Desa Wisata Tenun Sambas

Kalimantan Barat Oleh

PDIP Kreatif

| 17/12/2020

Ciri dari tenun Sambas adalah motif pucuk rebung. Dan juga biasanya tenun Sambas memiliki warna putih di pinggir-pinggir kain tenunnya.

Di Kabupaten Sambas ada sebuah desa yang mengembangkan tenun Sambas. Desa ini sedang berusaha mewujudkan diri sebagai desa wisata tenun di Sambas, yaitu Desa Sumber Harapan yang berlokasi sekitar 40 menit dari pusat Kota Sambas. Di sini rata-rata penduduknya berprofesi sebagai penenun, selain bertani warga di sini juga menenun. 

Hasil dari tenunan warga tak hanya dijual dalam bentuk kain, mereka juga mengolah beragam karya dari kain tenun Sambas buatan mereka, seperti selendang, tas, dompet,kopiah, tanjak (pakaian Melayu untuk kepala), dan hiasan dinding.

Terkait harga, tenun buatan Desa Sumber Harapan dijual kisaran harga Rp 1,8 juta -Rp 2 juta.Harga dipatok berdasarkan motif, semakin sulit motifnya semakin mahal harganya.

Untuk penjualan hasil tenun, desa tenun ini masih pada lingkup warga lokal.
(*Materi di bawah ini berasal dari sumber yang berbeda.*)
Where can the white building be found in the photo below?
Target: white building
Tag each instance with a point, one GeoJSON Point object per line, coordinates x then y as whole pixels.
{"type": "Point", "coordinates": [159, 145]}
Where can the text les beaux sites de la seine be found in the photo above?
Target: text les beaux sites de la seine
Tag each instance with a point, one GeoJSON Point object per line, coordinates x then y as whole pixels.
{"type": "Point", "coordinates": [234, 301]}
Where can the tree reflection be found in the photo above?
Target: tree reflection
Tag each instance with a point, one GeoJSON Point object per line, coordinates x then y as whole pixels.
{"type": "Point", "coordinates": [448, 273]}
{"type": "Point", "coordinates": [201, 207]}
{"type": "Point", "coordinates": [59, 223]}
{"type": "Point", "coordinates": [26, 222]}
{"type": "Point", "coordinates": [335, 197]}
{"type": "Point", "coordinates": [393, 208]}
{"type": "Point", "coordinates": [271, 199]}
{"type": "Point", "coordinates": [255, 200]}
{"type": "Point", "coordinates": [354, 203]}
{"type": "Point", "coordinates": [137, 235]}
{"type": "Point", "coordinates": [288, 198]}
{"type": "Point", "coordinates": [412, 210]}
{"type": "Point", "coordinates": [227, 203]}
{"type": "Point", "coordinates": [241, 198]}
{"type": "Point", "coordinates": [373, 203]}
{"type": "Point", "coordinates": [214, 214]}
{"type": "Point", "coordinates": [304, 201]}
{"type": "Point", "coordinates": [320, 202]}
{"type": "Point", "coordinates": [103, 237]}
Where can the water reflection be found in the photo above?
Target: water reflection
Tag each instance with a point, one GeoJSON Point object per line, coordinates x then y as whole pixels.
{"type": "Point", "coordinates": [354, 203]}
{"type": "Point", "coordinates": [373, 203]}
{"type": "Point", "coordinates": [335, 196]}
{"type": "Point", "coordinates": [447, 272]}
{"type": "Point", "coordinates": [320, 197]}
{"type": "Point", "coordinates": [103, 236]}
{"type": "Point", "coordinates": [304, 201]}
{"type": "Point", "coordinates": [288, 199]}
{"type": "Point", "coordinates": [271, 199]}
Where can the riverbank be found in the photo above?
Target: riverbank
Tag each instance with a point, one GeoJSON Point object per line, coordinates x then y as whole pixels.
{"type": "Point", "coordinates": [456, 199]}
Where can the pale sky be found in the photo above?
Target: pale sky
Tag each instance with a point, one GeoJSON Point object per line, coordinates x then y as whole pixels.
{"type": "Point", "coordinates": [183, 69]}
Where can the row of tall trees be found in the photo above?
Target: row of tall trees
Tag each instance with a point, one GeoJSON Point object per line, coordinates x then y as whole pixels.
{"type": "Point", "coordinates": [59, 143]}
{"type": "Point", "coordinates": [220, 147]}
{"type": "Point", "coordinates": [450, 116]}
Namun menariknya tenun mereka juga banyak dibeli oleh orang Malaysia dan Brunei.

Khususnya Brunei, permintaan tinggi karena mereka setiap kegiatan selalu menggunakan tenun sebagai pelengkap busana. Seperti di acara-acara formal disana.

Di Desa Wisata Tenun ini terdapat 300 orang penenun. Dalam sebulan desa ini dapat menghasilkan 900 kain. Jika dihitung-hitung omset yang diperoleh sekitar Rp 200 jutaan.

Ternyata tenun Sambas mempunyai ciri khas yang membedakannya dengan tenun-tenun daerah lain.

Bila dihitung ada lebih 100 motif tenun di Sambas ini, setelah divariasikan. Ciri dari tenun Sambas adalah motif pucuk rebung. Dan juga biasanya tenun Sambas memiliki warna putih di pinggir-pinggir kain tenunnya.

Mengenai pengembangan dan pelestarian budaya tenun, cukup terkendala kesulitan, diantaranya karena kurangnya minat generasi muda. Untuk itu sebenarnya sudah ada upaya untuk menumbuhkan minat terhadap budaya tenun melalui buku-buku tenu yang didistribusikan ke sekolah-sekolah yang ada dan harapannya adalah agar sekolah menjadi cikal bakal dari pengembangan dan pelestarian budaya tenun khususnya di Desa Sumber Harapan.